It's been relatively quiet so far this winter on the front lines of the battle over Yellowstone National Park's bison and their migratory desires.

That's not to diminish the problem. After all, last winter roughly one-third of the park's bison were killed over concerns that they might spread brucellosis to livestock, mostly in Montana. While various groups continue to search for a long-standing solution to this dilemma, some researchers at the University of California, Santa Cruz, believe they have the most cost-effective answer.

"There are more cost-effective management solutions than the current approach, which has been highly controversial," says Marm Kilpatrick, assistant professor of ecology and evolutionary biology at the university and lead author of the study released today.

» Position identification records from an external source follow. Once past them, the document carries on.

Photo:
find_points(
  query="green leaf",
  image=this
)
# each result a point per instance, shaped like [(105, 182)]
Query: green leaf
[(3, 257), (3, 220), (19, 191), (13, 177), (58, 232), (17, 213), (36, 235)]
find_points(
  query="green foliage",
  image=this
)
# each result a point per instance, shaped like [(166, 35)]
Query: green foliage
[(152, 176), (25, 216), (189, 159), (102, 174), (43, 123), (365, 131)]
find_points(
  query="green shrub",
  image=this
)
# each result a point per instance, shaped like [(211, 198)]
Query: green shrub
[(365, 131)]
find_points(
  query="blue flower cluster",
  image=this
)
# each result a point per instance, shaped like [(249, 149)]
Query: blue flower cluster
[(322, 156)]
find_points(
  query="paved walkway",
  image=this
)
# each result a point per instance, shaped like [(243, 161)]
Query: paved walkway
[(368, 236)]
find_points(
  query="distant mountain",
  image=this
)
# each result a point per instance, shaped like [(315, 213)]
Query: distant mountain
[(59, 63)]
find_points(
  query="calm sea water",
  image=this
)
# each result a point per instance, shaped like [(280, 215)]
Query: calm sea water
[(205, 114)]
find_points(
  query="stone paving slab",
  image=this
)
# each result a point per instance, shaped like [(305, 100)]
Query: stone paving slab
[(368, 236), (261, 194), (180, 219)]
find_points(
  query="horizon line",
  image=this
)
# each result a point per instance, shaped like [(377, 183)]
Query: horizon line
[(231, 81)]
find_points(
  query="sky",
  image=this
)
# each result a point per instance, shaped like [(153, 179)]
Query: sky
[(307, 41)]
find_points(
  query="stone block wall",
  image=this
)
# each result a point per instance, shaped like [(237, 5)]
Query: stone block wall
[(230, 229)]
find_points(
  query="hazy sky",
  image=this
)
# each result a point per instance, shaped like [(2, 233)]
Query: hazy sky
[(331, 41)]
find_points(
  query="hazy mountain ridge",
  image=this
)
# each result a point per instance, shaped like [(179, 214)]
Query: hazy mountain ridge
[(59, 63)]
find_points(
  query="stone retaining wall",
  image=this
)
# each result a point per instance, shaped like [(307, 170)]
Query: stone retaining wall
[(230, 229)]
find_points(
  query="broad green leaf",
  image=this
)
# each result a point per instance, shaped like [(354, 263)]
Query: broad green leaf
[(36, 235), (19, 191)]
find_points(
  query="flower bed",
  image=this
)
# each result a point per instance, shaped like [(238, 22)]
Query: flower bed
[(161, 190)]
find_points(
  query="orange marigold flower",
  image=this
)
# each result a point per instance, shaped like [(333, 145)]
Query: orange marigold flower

The alternatives suggested by the study, such as buying grazing rights from cattle ranchers in a few areas around the park or testing all cattle within a special zone around the park, are not new ideas. But Mr. Kilpatrick said his group's quantitative risk assessment highlights the substantial benefits of these strategies, as well as their consequences.

Working with Colin Gillin of the Oregon Department of Fish and Wildlife and Peter Daszak of the Consortium for Conservation Medicine in New York, Mr. Kilpatrick developed a quantitative risk assessment model for the transmission of brucellosis from bison to cattle in the Yellowstone area. Brucellosis is a bacterial disease that causes weight loss, spontaneous abortion, and reduced milk production in cattle. It is considered a major threat to the cattle industry, which has achieved "brucellosis-free" status in most states after an intensive effort by the U.S. Department of Agriculture.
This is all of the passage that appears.